Start tag expected, '<' not found
Parsing ./sscNA.xml file failed, please check the file!
Start tag expected, '<' not found
Parsing ./sscNA.xml file failed, please check the file!

This is indeed a typo, it should be cuff.fc instead of exp.fc at this step. And you will assign cuff.fc to exp.fc in a later step, and then work exclusively on exp.fc:
range(cuff.fc)
#remove the -Inf and Inf values, which block the downstream analysis
cuff.fc[cuff.fc>10]=10
cuff.fc[cuff.fc< -10]=-10
exp.fc=cuff.fc
out.suffix="cuff"
…

BTW, the demo example uses human data, and you have to specify organism to be Sus scrofa (pig) for your data when you map gene sybmols to entrez gene IDs as below:
gnames.eg=pathview::id2eg(gnames, category ="symbol", org=="Ss")

changing range(exp.fc) to range(cuff.fc) results in the following result printed by R:
[1] -Inf Inf

So is this a typo in the RNAseq workflow, or am I already supposed to have exp.fc defined?

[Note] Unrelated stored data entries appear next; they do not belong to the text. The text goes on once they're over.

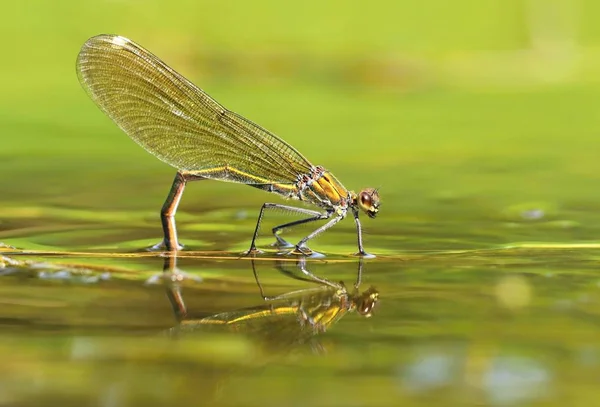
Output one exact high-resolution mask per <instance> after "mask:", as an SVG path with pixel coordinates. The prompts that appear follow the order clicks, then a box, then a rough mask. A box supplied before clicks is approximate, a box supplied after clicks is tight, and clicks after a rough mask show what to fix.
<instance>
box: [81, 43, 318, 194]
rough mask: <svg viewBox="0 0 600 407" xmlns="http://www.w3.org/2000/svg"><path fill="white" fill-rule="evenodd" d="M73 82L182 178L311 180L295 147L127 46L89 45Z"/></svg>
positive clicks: (170, 70)
mask: <svg viewBox="0 0 600 407" xmlns="http://www.w3.org/2000/svg"><path fill="white" fill-rule="evenodd" d="M77 74H78V77H79V81H80V82H81V84H82V86H83V87H84V89H85V90H86V91H87V92H88V94H89V95H90V97H91V98H92V100H94V102H96V104H97V105H98V106H99V107H100V109H102V110H103V111H104V112H105V113H106V114H107V115H108V116H109V117H110V118H111V119H112V120H113V121H114V122H115V123H116V124H117V125H118V126H119V127H120V128H121V129H122V130H123V131H124V132H125V133H127V134H128V135H129V136H130V137H131V138H132V139H133V140H134V141H136V142H137V143H138V144H140V145H141V146H142V147H144V148H145V149H146V150H147V151H149V152H150V153H152V154H153V155H155V156H156V157H158V158H159V159H161V160H162V161H164V162H166V163H168V164H170V165H172V166H173V167H175V168H177V169H179V170H184V171H188V172H200V173H201V174H202V175H205V176H207V177H208V178H215V179H221V180H224V181H233V182H243V183H247V184H262V183H293V182H295V181H296V177H297V175H298V174H306V173H309V172H310V168H311V164H310V162H309V161H308V160H307V159H306V158H304V157H303V156H302V154H300V153H299V152H298V151H297V150H296V149H294V148H293V147H292V146H290V145H289V144H287V143H286V142H285V141H283V140H281V139H280V138H279V137H277V136H275V135H274V134H272V133H270V132H269V131H267V130H265V129H263V128H262V127H260V126H258V125H257V124H255V123H252V122H251V121H249V120H247V119H245V118H244V117H242V116H240V115H238V114H236V113H234V112H231V111H229V110H227V109H226V108H224V107H223V106H222V105H220V104H219V103H218V102H216V101H215V100H214V99H212V98H211V97H210V96H208V95H207V94H206V93H205V92H204V91H203V90H202V89H200V88H198V87H197V86H195V85H194V84H193V83H191V82H190V81H188V80H187V79H185V78H184V77H183V76H181V75H180V74H179V73H177V72H175V71H174V70H173V69H171V68H170V67H169V66H167V65H166V64H165V63H164V62H162V61H161V60H160V59H159V58H157V57H156V56H155V55H153V54H152V53H150V52H149V51H147V50H145V49H144V48H142V47H141V46H139V45H137V44H136V43H134V42H133V41H130V40H128V39H127V38H124V37H120V36H116V35H100V36H97V37H93V38H90V39H89V40H88V41H87V42H86V43H85V44H84V45H83V47H82V48H81V51H80V53H79V55H78V57H77ZM211 170H214V171H211ZM231 170H233V171H231Z"/></svg>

I'm trying to go through these pdfs, but I'm confused as to what this step is doing.

you have to use cuff.fc instead of exp.fc I guess.
This is R issue as you didn't had this object

I have a question about using GAGE with data from cufflinks, as described in the RNA-Seq workflow tutorial. I have RNAseq data from pigs that was aligned using Tophat and analyzed for DEGs using cufflinks. I'm going through the process listed in the cufflinks section, but I'm running into an error. Below are the commands I've been entering. Everything runs fine until I get to the last command.

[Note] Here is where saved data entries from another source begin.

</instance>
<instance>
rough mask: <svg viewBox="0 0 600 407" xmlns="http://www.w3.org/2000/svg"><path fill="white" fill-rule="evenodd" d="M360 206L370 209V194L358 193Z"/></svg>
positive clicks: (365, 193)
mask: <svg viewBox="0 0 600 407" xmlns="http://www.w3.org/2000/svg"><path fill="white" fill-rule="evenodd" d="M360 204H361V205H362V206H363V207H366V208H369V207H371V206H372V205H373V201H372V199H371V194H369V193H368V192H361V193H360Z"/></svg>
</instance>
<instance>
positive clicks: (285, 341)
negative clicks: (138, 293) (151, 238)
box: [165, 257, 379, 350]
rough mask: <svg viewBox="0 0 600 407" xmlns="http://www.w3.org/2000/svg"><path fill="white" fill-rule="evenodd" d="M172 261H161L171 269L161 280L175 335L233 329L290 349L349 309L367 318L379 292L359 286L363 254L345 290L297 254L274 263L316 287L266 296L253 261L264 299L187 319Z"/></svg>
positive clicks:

> cuff.res=read.delim(file="gene_exp.diff", sep="\t")
> cuff.fc=cuff.res$log2.fold_change
> gnames=cuff.res$gene
> sel=gnames!="-"
> gnames=as.character(gnames[sel])
> cuff.fc=cuff.fc[sel]
> names(cuff.fc)=gnames
> gnames.eg=pathview::id2eg(gnames, category ="symbol")
> sel2=gnames.eg[,2]>""
> cuff.fc=cuff.fc[sel2]
> names(cuff.fc)=gnames.eg[sel2,2]
> range(exp.fc)
Error: object 'exp.fc' not found

Do you know what the issue could be? I'm just starting out with RNAseq data and using R, and I haven't been able to find anyone else with this issue. Thanks.

gene.idtype="KEGG" specifies the ID type used for the gene.data. It is not related to the error message, which indicates a download problem. As shown in your solution, this download problem is due to the wrong pathway IDs.